Towards Fault-Tolerant Hybrid-Parallel Training at Scale with Reliable and Efficient In-memory Checkpointing

To efficiently scale large model (LM) training, researchers transition from data parallelism (DP) to hybrid parallelism (HP) on GPU clusters, which frequently experience hardware and software failures. Existing works introduce in-memory checkpointing optimizations that snapshot parameters to device memory for rapid failure recovery. However, these methods introduce severe resource competition between checkpointing and training, which can work under DP but can hardly scale under resource-intensive HP. To ensure low checkpointing overhead for hybrid-parallel training, this paper introduces a distributed in-memory checkpointing system with near-zero in-memory saving overhead. It strives from two aspects to mitigate the on-host resource competition caused by in-memory checkpointing: (1) It introduces Hierarchical Asynchronous Snapshotting Coordination in the checkpoint saving stage. This approach uses three-level asynchronous on-device scheduling to enhance parallelism between snapshotting and training, thereby minimizing snapshotting overhead. (2) It proposes Hybrid In-memory Checkpoint Protection to enhance checkpoint completeness during hardware failures. Unlike methods that require inter-node communications, which may block training under HP, it creates intra-node redundancy with efficient resource utilization, protecting training against hardware failures with minimal overhead. With these methods, this work enables fast restart for failed HP training with Distributed In-memory Checkpoint Loading, bypassing inefficiencies in NFS reads. In our evaluation, we achieve zero in-memory checkpoint saving overhead on Frontier while training Llama-2-34B on 256 MI250X devices (512 GPUs).

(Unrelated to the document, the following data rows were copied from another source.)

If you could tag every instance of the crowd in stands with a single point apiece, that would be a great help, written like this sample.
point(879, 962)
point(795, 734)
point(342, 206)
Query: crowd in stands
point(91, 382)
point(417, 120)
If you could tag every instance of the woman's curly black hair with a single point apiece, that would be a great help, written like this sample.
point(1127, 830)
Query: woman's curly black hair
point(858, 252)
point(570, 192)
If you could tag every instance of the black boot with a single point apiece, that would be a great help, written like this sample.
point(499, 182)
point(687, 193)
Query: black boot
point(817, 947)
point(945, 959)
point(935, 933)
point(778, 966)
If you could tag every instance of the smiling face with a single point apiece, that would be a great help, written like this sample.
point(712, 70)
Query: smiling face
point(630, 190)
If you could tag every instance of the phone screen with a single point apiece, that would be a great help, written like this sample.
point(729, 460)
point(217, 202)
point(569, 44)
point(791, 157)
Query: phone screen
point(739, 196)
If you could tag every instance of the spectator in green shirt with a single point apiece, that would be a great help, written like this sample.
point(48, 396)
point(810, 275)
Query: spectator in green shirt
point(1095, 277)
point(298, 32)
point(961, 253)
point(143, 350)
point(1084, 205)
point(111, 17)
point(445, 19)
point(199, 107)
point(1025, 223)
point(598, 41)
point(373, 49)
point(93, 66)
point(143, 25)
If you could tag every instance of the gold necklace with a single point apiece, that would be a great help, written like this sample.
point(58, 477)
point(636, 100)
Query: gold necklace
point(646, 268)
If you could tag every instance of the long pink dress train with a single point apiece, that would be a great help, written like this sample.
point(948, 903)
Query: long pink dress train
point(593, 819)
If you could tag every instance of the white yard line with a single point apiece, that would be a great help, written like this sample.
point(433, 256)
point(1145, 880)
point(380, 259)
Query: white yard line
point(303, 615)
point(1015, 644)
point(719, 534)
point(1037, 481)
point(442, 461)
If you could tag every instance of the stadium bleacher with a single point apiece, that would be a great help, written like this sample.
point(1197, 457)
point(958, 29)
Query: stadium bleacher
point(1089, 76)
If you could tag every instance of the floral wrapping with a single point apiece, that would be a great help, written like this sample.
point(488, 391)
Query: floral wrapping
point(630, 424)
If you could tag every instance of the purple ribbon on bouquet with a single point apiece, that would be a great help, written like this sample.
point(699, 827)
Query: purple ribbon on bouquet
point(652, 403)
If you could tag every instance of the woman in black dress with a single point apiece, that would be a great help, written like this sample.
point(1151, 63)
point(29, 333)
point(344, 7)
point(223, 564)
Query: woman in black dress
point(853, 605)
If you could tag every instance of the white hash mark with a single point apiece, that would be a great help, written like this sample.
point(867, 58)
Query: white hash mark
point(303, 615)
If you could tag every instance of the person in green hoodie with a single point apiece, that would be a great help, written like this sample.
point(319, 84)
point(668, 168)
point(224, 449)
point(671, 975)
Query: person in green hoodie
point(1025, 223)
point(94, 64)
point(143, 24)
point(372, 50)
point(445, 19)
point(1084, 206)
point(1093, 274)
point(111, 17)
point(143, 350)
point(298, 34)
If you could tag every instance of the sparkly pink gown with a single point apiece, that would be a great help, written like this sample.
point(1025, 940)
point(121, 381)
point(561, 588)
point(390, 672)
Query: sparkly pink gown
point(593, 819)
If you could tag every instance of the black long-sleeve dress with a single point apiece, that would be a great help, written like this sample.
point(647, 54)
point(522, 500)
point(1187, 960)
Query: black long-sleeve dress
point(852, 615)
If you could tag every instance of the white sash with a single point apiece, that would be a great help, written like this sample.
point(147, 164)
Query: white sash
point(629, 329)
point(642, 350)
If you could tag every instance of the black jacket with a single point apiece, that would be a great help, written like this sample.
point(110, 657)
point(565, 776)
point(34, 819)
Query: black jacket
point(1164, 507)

翻译：为高效扩展大规模模型（LM）训练，研究者正从数据并行（DP）转向在GPU集群上采用混合并行（HP）策略，而此类集群常面临硬件与软件故障。现有工作引入了内存检查点优化技术，将参数快照保存至设备内存以实现快速故障恢复。然而，这些方法在检查点保存与训练过程之间引发了严重的资源竞争，虽可在DP环境下工作，却难以在资源密集的HP场景下扩展。为确保混合并行训练的低检查点开销，本文提出了一种分布式内存检查点系统，其内存保存开销近乎为零。该系统从两方面着力缓解内存检查点引发的宿主机资源竞争：（1）在检查点保存阶段引入分层异步快照协调机制。该方法采用三级异步设备端调度，增强快照与训练间的并行性，从而最小化快照开销。（2）提出混合内存检查点保护方案，以提升硬件故障期间检查点的完整性。不同于需要节点间通信（可能在HP下阻塞训练）的方法，该方案通过高效的资源利用创建节点内冗余，以最小开销保护训练过程免受硬件故障影响。结合这些方法，本研究通过分布式内存检查点加载实现了故障HP训练的快速重启，规避了NFS读取的低效问题。在评估中，我们在Frontier系统上使用256台MI250X设备（512个GPU）训练Llama-2-34B模型时，实现了零内存检查点保存开销。